Consider an example where you are cooking in a restaurant. An order comes in for eggs and toast. In a synchronous context, you would cook the eggs, and when the eggs are finished, you would cook the toast. You would then put the eggs and the toast on a plate and serve the meal.
Asynchronous Programming
Asynchronous programming is about tasks. As an asynchonrous cook, you would start cooking the eggs and set a timer. You would then start the toast cooking, and set another timer. While both are cooking would you clean the sink. When the timers go off, you put the eggs on a plate and the toast on a plate and serve them.
In asynchronous single-threaded workflows you have a graph of tasks where some tasks depend on the results of others; as each task completes it invokes the code that schedules the next task that can run, given the results of the just-completed task. However, this often requires just one worker to perform all tasks.
Multithreaded Programming
Multithreaded programming is about workers. As a multithreaded cook, you would hire two more cooks, one of which will cook eggs and one of which will cook toast. You now need to figure out how to coordinate the cooks so that they do not conflict with one another when using shared resources in the kitchen. You also have to pay the cooks.
In multithreaded workflows you assign tasks to workers. Many tasks are not processor-bound, but if they are, it makes sense to use as many worker threads as there are processors to work in parallel.
Synchronization Challenges
Multithreaded operations must synchronize access to share resources, as problems can occur when multiple threads try to modify these resources at the same time.
Race Conditions
A race condition occurs when the correctedness of a program depends on the relative timing of events in two or more concurrent operations.
Lost Update
An operation writes a value. A second operation concurrently writes a second value on top of the first. The first value is now lost to any additional concurrent operations which require the first value rather than the second. Those operations will have incorrect results at the end of processing.
Dirty Read
An operation may attempt to write a value, but for whatever reason it fails or aborts. This value should no longer exist in the system. A dirty read occurs when other concurrent operations read this value before the first operation aborts.
Incorrect Summary
One operation reads a summary over the values of all instances of a repeated value, while a second concurrent operation updates some instances of that value. The resulting summary does not reflect a correct result for any precedence order between the two operations, but rather a random result dependent upon timing.
Deadlock
Deadlock occurs when one operation is waiting for the completion of a second operation, while the second is waiting on the completion of the first.
Concurrency
Concurrency the ability of the parts of a program, algorithm, or problem to be excecuted out-of-order or in partial order without affecting the final outcome of the work.

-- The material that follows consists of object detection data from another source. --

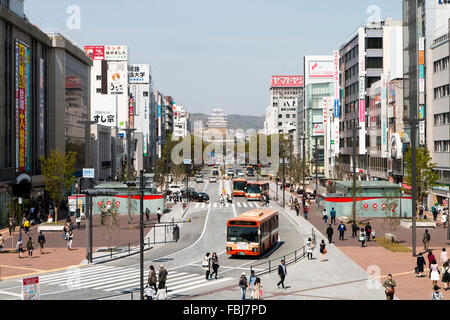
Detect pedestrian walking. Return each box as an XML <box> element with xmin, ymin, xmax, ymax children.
<box><xmin>158</xmin><ymin>265</ymin><xmax>169</xmax><ymax>289</ymax></box>
<box><xmin>38</xmin><ymin>231</ymin><xmax>45</xmax><ymax>254</ymax></box>
<box><xmin>202</xmin><ymin>252</ymin><xmax>211</xmax><ymax>280</ymax></box>
<box><xmin>277</xmin><ymin>260</ymin><xmax>287</xmax><ymax>289</ymax></box>
<box><xmin>431</xmin><ymin>286</ymin><xmax>444</xmax><ymax>300</ymax></box>
<box><xmin>303</xmin><ymin>205</ymin><xmax>309</xmax><ymax>220</ymax></box>
<box><xmin>352</xmin><ymin>221</ymin><xmax>359</xmax><ymax>238</ymax></box>
<box><xmin>422</xmin><ymin>229</ymin><xmax>431</xmax><ymax>251</ymax></box>
<box><xmin>365</xmin><ymin>222</ymin><xmax>372</xmax><ymax>242</ymax></box>
<box><xmin>359</xmin><ymin>228</ymin><xmax>366</xmax><ymax>247</ymax></box>
<box><xmin>8</xmin><ymin>218</ymin><xmax>16</xmax><ymax>235</ymax></box>
<box><xmin>16</xmin><ymin>238</ymin><xmax>24</xmax><ymax>258</ymax></box>
<box><xmin>210</xmin><ymin>252</ymin><xmax>219</xmax><ymax>279</ymax></box>
<box><xmin>383</xmin><ymin>274</ymin><xmax>397</xmax><ymax>300</ymax></box>
<box><xmin>252</xmin><ymin>277</ymin><xmax>262</xmax><ymax>300</ymax></box>
<box><xmin>338</xmin><ymin>221</ymin><xmax>347</xmax><ymax>240</ymax></box>
<box><xmin>370</xmin><ymin>227</ymin><xmax>376</xmax><ymax>241</ymax></box>
<box><xmin>319</xmin><ymin>239</ymin><xmax>327</xmax><ymax>262</ymax></box>
<box><xmin>415</xmin><ymin>253</ymin><xmax>427</xmax><ymax>278</ymax></box>
<box><xmin>427</xmin><ymin>250</ymin><xmax>436</xmax><ymax>266</ymax></box>
<box><xmin>27</xmin><ymin>237</ymin><xmax>35</xmax><ymax>258</ymax></box>
<box><xmin>23</xmin><ymin>219</ymin><xmax>30</xmax><ymax>234</ymax></box>
<box><xmin>326</xmin><ymin>224</ymin><xmax>333</xmax><ymax>243</ymax></box>
<box><xmin>239</xmin><ymin>272</ymin><xmax>248</xmax><ymax>300</ymax></box>
<box><xmin>440</xmin><ymin>248</ymin><xmax>448</xmax><ymax>263</ymax></box>
<box><xmin>248</xmin><ymin>270</ymin><xmax>257</xmax><ymax>299</ymax></box>
<box><xmin>75</xmin><ymin>210</ymin><xmax>81</xmax><ymax>230</ymax></box>
<box><xmin>156</xmin><ymin>208</ymin><xmax>161</xmax><ymax>223</ymax></box>
<box><xmin>442</xmin><ymin>261</ymin><xmax>450</xmax><ymax>291</ymax></box>
<box><xmin>66</xmin><ymin>231</ymin><xmax>73</xmax><ymax>250</ymax></box>
<box><xmin>330</xmin><ymin>208</ymin><xmax>336</xmax><ymax>224</ymax></box>
<box><xmin>430</xmin><ymin>260</ymin><xmax>441</xmax><ymax>286</ymax></box>
<box><xmin>322</xmin><ymin>209</ymin><xmax>328</xmax><ymax>224</ymax></box>
<box><xmin>147</xmin><ymin>265</ymin><xmax>158</xmax><ymax>293</ymax></box>
<box><xmin>306</xmin><ymin>238</ymin><xmax>314</xmax><ymax>260</ymax></box>
<box><xmin>431</xmin><ymin>205</ymin><xmax>438</xmax><ymax>221</ymax></box>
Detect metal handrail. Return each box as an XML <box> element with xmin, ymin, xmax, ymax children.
<box><xmin>250</xmin><ymin>228</ymin><xmax>317</xmax><ymax>275</ymax></box>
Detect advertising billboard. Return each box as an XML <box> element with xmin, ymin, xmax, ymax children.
<box><xmin>84</xmin><ymin>45</ymin><xmax>128</xmax><ymax>61</ymax></box>
<box><xmin>308</xmin><ymin>60</ymin><xmax>334</xmax><ymax>78</ymax></box>
<box><xmin>15</xmin><ymin>40</ymin><xmax>30</xmax><ymax>172</ymax></box>
<box><xmin>84</xmin><ymin>46</ymin><xmax>105</xmax><ymax>60</ymax></box>
<box><xmin>128</xmin><ymin>64</ymin><xmax>150</xmax><ymax>84</ymax></box>
<box><xmin>108</xmin><ymin>61</ymin><xmax>128</xmax><ymax>95</ymax></box>
<box><xmin>272</xmin><ymin>76</ymin><xmax>303</xmax><ymax>88</ymax></box>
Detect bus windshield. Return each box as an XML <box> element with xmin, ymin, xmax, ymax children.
<box><xmin>233</xmin><ymin>181</ymin><xmax>247</xmax><ymax>190</ymax></box>
<box><xmin>247</xmin><ymin>185</ymin><xmax>261</xmax><ymax>193</ymax></box>
<box><xmin>227</xmin><ymin>226</ymin><xmax>259</xmax><ymax>242</ymax></box>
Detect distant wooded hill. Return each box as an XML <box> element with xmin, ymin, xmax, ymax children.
<box><xmin>190</xmin><ymin>113</ymin><xmax>266</xmax><ymax>130</ymax></box>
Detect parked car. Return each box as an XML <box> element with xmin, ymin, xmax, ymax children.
<box><xmin>167</xmin><ymin>184</ymin><xmax>181</xmax><ymax>193</ymax></box>
<box><xmin>196</xmin><ymin>192</ymin><xmax>209</xmax><ymax>202</ymax></box>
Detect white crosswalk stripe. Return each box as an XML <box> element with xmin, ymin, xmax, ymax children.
<box><xmin>28</xmin><ymin>266</ymin><xmax>232</xmax><ymax>296</ymax></box>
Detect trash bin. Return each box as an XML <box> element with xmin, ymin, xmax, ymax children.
<box><xmin>172</xmin><ymin>225</ymin><xmax>180</xmax><ymax>241</ymax></box>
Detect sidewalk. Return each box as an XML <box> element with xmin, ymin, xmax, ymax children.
<box><xmin>0</xmin><ymin>205</ymin><xmax>182</xmax><ymax>279</ymax></box>
<box><xmin>282</xmin><ymin>185</ymin><xmax>450</xmax><ymax>300</ymax></box>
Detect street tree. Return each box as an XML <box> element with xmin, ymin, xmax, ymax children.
<box><xmin>404</xmin><ymin>147</ymin><xmax>439</xmax><ymax>212</ymax></box>
<box><xmin>41</xmin><ymin>150</ymin><xmax>76</xmax><ymax>222</ymax></box>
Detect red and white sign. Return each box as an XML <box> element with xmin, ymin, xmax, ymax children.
<box><xmin>272</xmin><ymin>76</ymin><xmax>304</xmax><ymax>88</ymax></box>
<box><xmin>84</xmin><ymin>46</ymin><xmax>105</xmax><ymax>60</ymax></box>
<box><xmin>22</xmin><ymin>277</ymin><xmax>40</xmax><ymax>300</ymax></box>
<box><xmin>308</xmin><ymin>60</ymin><xmax>334</xmax><ymax>78</ymax></box>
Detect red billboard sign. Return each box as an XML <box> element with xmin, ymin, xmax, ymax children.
<box><xmin>272</xmin><ymin>76</ymin><xmax>303</xmax><ymax>88</ymax></box>
<box><xmin>84</xmin><ymin>46</ymin><xmax>105</xmax><ymax>60</ymax></box>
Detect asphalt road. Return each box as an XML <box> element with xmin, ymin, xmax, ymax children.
<box><xmin>0</xmin><ymin>166</ymin><xmax>306</xmax><ymax>300</ymax></box>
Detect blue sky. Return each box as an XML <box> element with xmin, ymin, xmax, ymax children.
<box><xmin>25</xmin><ymin>0</ymin><xmax>402</xmax><ymax>115</ymax></box>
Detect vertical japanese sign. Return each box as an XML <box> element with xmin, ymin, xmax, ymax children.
<box><xmin>39</xmin><ymin>58</ymin><xmax>45</xmax><ymax>158</ymax></box>
<box><xmin>22</xmin><ymin>277</ymin><xmax>40</xmax><ymax>300</ymax></box>
<box><xmin>16</xmin><ymin>40</ymin><xmax>30</xmax><ymax>172</ymax></box>
<box><xmin>358</xmin><ymin>27</ymin><xmax>366</xmax><ymax>154</ymax></box>
<box><xmin>381</xmin><ymin>73</ymin><xmax>388</xmax><ymax>158</ymax></box>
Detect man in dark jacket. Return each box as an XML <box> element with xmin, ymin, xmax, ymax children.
<box><xmin>338</xmin><ymin>221</ymin><xmax>347</xmax><ymax>240</ymax></box>
<box><xmin>158</xmin><ymin>265</ymin><xmax>168</xmax><ymax>289</ymax></box>
<box><xmin>327</xmin><ymin>224</ymin><xmax>333</xmax><ymax>243</ymax></box>
<box><xmin>277</xmin><ymin>260</ymin><xmax>287</xmax><ymax>289</ymax></box>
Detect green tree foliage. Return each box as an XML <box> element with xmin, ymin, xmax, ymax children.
<box><xmin>405</xmin><ymin>147</ymin><xmax>439</xmax><ymax>209</ymax></box>
<box><xmin>41</xmin><ymin>150</ymin><xmax>76</xmax><ymax>222</ymax></box>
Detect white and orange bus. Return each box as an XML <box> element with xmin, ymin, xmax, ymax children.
<box><xmin>245</xmin><ymin>181</ymin><xmax>269</xmax><ymax>201</ymax></box>
<box><xmin>226</xmin><ymin>209</ymin><xmax>278</xmax><ymax>256</ymax></box>
<box><xmin>233</xmin><ymin>178</ymin><xmax>247</xmax><ymax>197</ymax></box>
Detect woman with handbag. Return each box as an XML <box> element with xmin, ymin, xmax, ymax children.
<box><xmin>359</xmin><ymin>228</ymin><xmax>366</xmax><ymax>247</ymax></box>
<box><xmin>442</xmin><ymin>261</ymin><xmax>450</xmax><ymax>291</ymax></box>
<box><xmin>210</xmin><ymin>252</ymin><xmax>219</xmax><ymax>279</ymax></box>
<box><xmin>320</xmin><ymin>239</ymin><xmax>327</xmax><ymax>262</ymax></box>
<box><xmin>202</xmin><ymin>252</ymin><xmax>211</xmax><ymax>280</ymax></box>
<box><xmin>383</xmin><ymin>274</ymin><xmax>397</xmax><ymax>300</ymax></box>
<box><xmin>430</xmin><ymin>260</ymin><xmax>441</xmax><ymax>287</ymax></box>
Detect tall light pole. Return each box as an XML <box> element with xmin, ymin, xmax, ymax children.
<box><xmin>352</xmin><ymin>126</ymin><xmax>361</xmax><ymax>221</ymax></box>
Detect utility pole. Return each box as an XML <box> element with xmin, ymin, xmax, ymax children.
<box><xmin>352</xmin><ymin>126</ymin><xmax>361</xmax><ymax>221</ymax></box>
<box><xmin>139</xmin><ymin>170</ymin><xmax>144</xmax><ymax>300</ymax></box>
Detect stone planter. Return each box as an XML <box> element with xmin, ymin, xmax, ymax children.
<box><xmin>400</xmin><ymin>219</ymin><xmax>436</xmax><ymax>229</ymax></box>
<box><xmin>38</xmin><ymin>224</ymin><xmax>64</xmax><ymax>232</ymax></box>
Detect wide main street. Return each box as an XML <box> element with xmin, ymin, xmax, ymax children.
<box><xmin>0</xmin><ymin>165</ymin><xmax>310</xmax><ymax>299</ymax></box>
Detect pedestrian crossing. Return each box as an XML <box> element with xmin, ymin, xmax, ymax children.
<box><xmin>26</xmin><ymin>265</ymin><xmax>232</xmax><ymax>296</ymax></box>
<box><xmin>194</xmin><ymin>202</ymin><xmax>272</xmax><ymax>209</ymax></box>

This can significantly improve the overall speed of execution in multi-processor/multi-core systems.
Concurrency is achived typically through the sharing of resources, or via message passing.
Concurrency Control
Concurrency control ensures that correct results for concurrent operations are generated, while getting those results as quickly as possible. Introducing concurrency control into a system means applying operation constraints which typically result in some performance reduction. These constraints can easily become quite complicated.
ACID
ACID is a concurrency control mechanism applied to Database Management Systems, implemented through the concept of a transaction, a unit of work that typically encapsulates a variable number of database operations.
- Atomicity: A transaction is atomic of it commits either all or none of the requested operations.

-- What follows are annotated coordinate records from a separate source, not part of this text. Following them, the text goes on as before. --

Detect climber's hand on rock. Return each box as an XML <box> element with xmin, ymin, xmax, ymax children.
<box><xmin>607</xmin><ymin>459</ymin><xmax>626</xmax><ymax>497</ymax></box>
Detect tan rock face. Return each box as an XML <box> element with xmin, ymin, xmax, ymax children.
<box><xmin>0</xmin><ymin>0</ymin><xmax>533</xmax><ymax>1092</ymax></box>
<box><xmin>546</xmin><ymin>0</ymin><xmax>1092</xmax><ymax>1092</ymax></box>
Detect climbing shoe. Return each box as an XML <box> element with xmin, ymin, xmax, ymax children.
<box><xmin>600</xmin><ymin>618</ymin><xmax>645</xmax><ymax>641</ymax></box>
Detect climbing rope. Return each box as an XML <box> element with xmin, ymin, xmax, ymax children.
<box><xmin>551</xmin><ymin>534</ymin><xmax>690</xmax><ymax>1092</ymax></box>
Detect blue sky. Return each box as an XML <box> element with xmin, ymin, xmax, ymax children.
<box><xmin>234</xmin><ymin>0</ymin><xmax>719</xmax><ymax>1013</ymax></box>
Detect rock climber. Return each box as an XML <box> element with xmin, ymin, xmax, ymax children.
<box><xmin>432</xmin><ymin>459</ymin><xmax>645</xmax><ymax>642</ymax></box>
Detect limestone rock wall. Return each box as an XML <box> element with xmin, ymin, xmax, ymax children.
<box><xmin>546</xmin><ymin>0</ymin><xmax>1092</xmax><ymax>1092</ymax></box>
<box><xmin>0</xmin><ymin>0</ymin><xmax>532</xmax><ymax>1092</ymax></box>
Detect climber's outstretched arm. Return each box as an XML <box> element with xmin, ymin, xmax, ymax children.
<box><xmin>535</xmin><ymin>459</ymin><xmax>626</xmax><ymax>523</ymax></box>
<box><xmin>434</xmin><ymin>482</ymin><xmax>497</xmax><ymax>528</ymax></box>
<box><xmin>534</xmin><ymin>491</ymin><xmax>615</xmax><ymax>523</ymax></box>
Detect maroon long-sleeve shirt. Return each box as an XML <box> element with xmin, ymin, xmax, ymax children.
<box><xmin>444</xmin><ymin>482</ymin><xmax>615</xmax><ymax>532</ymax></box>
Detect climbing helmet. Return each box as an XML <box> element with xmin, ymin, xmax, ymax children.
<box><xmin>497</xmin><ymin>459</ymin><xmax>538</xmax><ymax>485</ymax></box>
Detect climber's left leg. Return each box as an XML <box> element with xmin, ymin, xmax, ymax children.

- Consistency: Consistency requires that every operation must leave the database in a consistent or correct state.
- Isolation: Isolation ensures that one transaction cannot interfere with another transcation.
- Durability: Durability requires that the effects of successful transcations must persist through database crashes.
Optimistic Concurrency
Optimistic concurrency assumes an operation will succeed, and delays looking for any concurrency violations until the end of execution. If concurrency was violated, the operation is aborted. This approach typically incurs overhead. It works well when concurrency violations are relatively low.
Pessimistic Concurrency
Pessimistic concurrency blocks the completion of an operation until when it causes concurrency violations, until the possibility of a violation is removed. This approach typically incurs a reduction in performance.

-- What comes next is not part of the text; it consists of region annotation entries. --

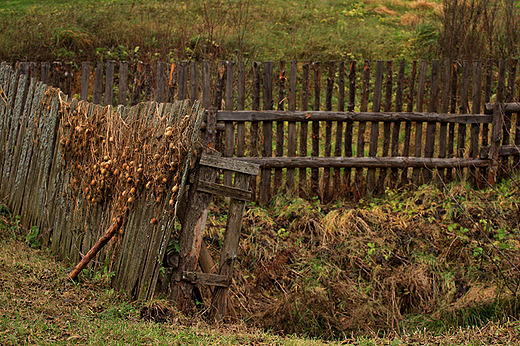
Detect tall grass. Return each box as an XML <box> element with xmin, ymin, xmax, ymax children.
<box><xmin>0</xmin><ymin>0</ymin><xmax>438</xmax><ymax>61</ymax></box>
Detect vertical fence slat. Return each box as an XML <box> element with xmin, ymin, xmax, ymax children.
<box><xmin>322</xmin><ymin>61</ymin><xmax>336</xmax><ymax>202</ymax></box>
<box><xmin>377</xmin><ymin>61</ymin><xmax>394</xmax><ymax>194</ymax></box>
<box><xmin>177</xmin><ymin>61</ymin><xmax>188</xmax><ymax>100</ymax></box>
<box><xmin>332</xmin><ymin>61</ymin><xmax>345</xmax><ymax>199</ymax></box>
<box><xmin>40</xmin><ymin>62</ymin><xmax>51</xmax><ymax>85</ymax></box>
<box><xmin>250</xmin><ymin>61</ymin><xmax>260</xmax><ymax>199</ymax></box>
<box><xmin>437</xmin><ymin>59</ymin><xmax>451</xmax><ymax>186</ymax></box>
<box><xmin>391</xmin><ymin>60</ymin><xmax>406</xmax><ymax>189</ymax></box>
<box><xmin>498</xmin><ymin>59</ymin><xmax>509</xmax><ymax>178</ymax></box>
<box><xmin>446</xmin><ymin>61</ymin><xmax>459</xmax><ymax>181</ymax></box>
<box><xmin>367</xmin><ymin>60</ymin><xmax>384</xmax><ymax>194</ymax></box>
<box><xmin>423</xmin><ymin>60</ymin><xmax>439</xmax><ymax>184</ymax></box>
<box><xmin>354</xmin><ymin>60</ymin><xmax>371</xmax><ymax>199</ymax></box>
<box><xmin>258</xmin><ymin>61</ymin><xmax>273</xmax><ymax>205</ymax></box>
<box><xmin>298</xmin><ymin>62</ymin><xmax>309</xmax><ymax>197</ymax></box>
<box><xmin>401</xmin><ymin>60</ymin><xmax>417</xmax><ymax>185</ymax></box>
<box><xmin>412</xmin><ymin>60</ymin><xmax>428</xmax><ymax>186</ymax></box>
<box><xmin>469</xmin><ymin>61</ymin><xmax>482</xmax><ymax>186</ymax></box>
<box><xmin>92</xmin><ymin>61</ymin><xmax>103</xmax><ymax>105</ymax></box>
<box><xmin>190</xmin><ymin>61</ymin><xmax>199</xmax><ymax>103</ymax></box>
<box><xmin>52</xmin><ymin>61</ymin><xmax>62</xmax><ymax>88</ymax></box>
<box><xmin>457</xmin><ymin>60</ymin><xmax>469</xmax><ymax>159</ymax></box>
<box><xmin>224</xmin><ymin>61</ymin><xmax>235</xmax><ymax>186</ymax></box>
<box><xmin>103</xmin><ymin>60</ymin><xmax>116</xmax><ymax>106</ymax></box>
<box><xmin>63</xmin><ymin>62</ymin><xmax>74</xmax><ymax>97</ymax></box>
<box><xmin>237</xmin><ymin>61</ymin><xmax>246</xmax><ymax>157</ymax></box>
<box><xmin>117</xmin><ymin>61</ymin><xmax>128</xmax><ymax>106</ymax></box>
<box><xmin>80</xmin><ymin>61</ymin><xmax>90</xmax><ymax>101</ymax></box>
<box><xmin>130</xmin><ymin>61</ymin><xmax>144</xmax><ymax>106</ymax></box>
<box><xmin>311</xmin><ymin>61</ymin><xmax>323</xmax><ymax>200</ymax></box>
<box><xmin>274</xmin><ymin>61</ymin><xmax>285</xmax><ymax>191</ymax></box>
<box><xmin>343</xmin><ymin>60</ymin><xmax>356</xmax><ymax>196</ymax></box>
<box><xmin>155</xmin><ymin>61</ymin><xmax>166</xmax><ymax>103</ymax></box>
<box><xmin>500</xmin><ymin>59</ymin><xmax>518</xmax><ymax>175</ymax></box>
<box><xmin>214</xmin><ymin>60</ymin><xmax>227</xmax><ymax>151</ymax></box>
<box><xmin>202</xmin><ymin>60</ymin><xmax>211</xmax><ymax>109</ymax></box>
<box><xmin>285</xmin><ymin>61</ymin><xmax>298</xmax><ymax>196</ymax></box>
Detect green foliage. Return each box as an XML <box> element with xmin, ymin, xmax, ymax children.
<box><xmin>0</xmin><ymin>0</ymin><xmax>446</xmax><ymax>62</ymax></box>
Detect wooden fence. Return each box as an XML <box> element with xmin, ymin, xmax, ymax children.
<box><xmin>6</xmin><ymin>59</ymin><xmax>520</xmax><ymax>204</ymax></box>
<box><xmin>0</xmin><ymin>64</ymin><xmax>203</xmax><ymax>299</ymax></box>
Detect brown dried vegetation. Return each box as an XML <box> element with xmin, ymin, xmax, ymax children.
<box><xmin>60</xmin><ymin>96</ymin><xmax>197</xmax><ymax>219</ymax></box>
<box><xmin>203</xmin><ymin>184</ymin><xmax>520</xmax><ymax>338</ymax></box>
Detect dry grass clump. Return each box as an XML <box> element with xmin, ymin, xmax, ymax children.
<box><xmin>60</xmin><ymin>98</ymin><xmax>199</xmax><ymax>219</ymax></box>
<box><xmin>374</xmin><ymin>5</ymin><xmax>397</xmax><ymax>16</ymax></box>
<box><xmin>218</xmin><ymin>184</ymin><xmax>520</xmax><ymax>338</ymax></box>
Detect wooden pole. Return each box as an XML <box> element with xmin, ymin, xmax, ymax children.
<box><xmin>69</xmin><ymin>217</ymin><xmax>123</xmax><ymax>280</ymax></box>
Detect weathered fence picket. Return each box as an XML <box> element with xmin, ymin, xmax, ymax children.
<box><xmin>6</xmin><ymin>59</ymin><xmax>520</xmax><ymax>203</ymax></box>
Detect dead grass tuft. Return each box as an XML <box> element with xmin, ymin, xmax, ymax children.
<box><xmin>374</xmin><ymin>5</ymin><xmax>397</xmax><ymax>16</ymax></box>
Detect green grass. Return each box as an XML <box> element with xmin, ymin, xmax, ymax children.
<box><xmin>0</xmin><ymin>177</ymin><xmax>520</xmax><ymax>345</ymax></box>
<box><xmin>0</xmin><ymin>0</ymin><xmax>439</xmax><ymax>61</ymax></box>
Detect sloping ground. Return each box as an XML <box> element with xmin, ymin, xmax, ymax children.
<box><xmin>0</xmin><ymin>180</ymin><xmax>520</xmax><ymax>345</ymax></box>
<box><xmin>0</xmin><ymin>205</ymin><xmax>520</xmax><ymax>345</ymax></box>
<box><xmin>207</xmin><ymin>180</ymin><xmax>520</xmax><ymax>338</ymax></box>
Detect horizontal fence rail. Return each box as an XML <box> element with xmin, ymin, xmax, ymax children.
<box><xmin>0</xmin><ymin>64</ymin><xmax>203</xmax><ymax>299</ymax></box>
<box><xmin>6</xmin><ymin>59</ymin><xmax>520</xmax><ymax>204</ymax></box>
<box><xmin>208</xmin><ymin>109</ymin><xmax>519</xmax><ymax>203</ymax></box>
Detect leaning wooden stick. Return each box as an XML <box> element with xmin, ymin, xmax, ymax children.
<box><xmin>69</xmin><ymin>217</ymin><xmax>123</xmax><ymax>280</ymax></box>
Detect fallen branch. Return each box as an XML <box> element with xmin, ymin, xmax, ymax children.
<box><xmin>69</xmin><ymin>217</ymin><xmax>123</xmax><ymax>280</ymax></box>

Semi-Optimistic Concurrency
Semi-optimistic concurrency blocks for some operations and not others.
Concurrency Methods
Locking
A lock can be placed on a shared resource, so that only one operation may modify that resource at a time. Other operations are blocked and must wait.
Timestamp Ordering
Operations or transactions are assigned a timestamp. Operations are controlled by checking timestamp order.
Commitment Ordering
Operations or transactions are assigned a precedence and are executed in order.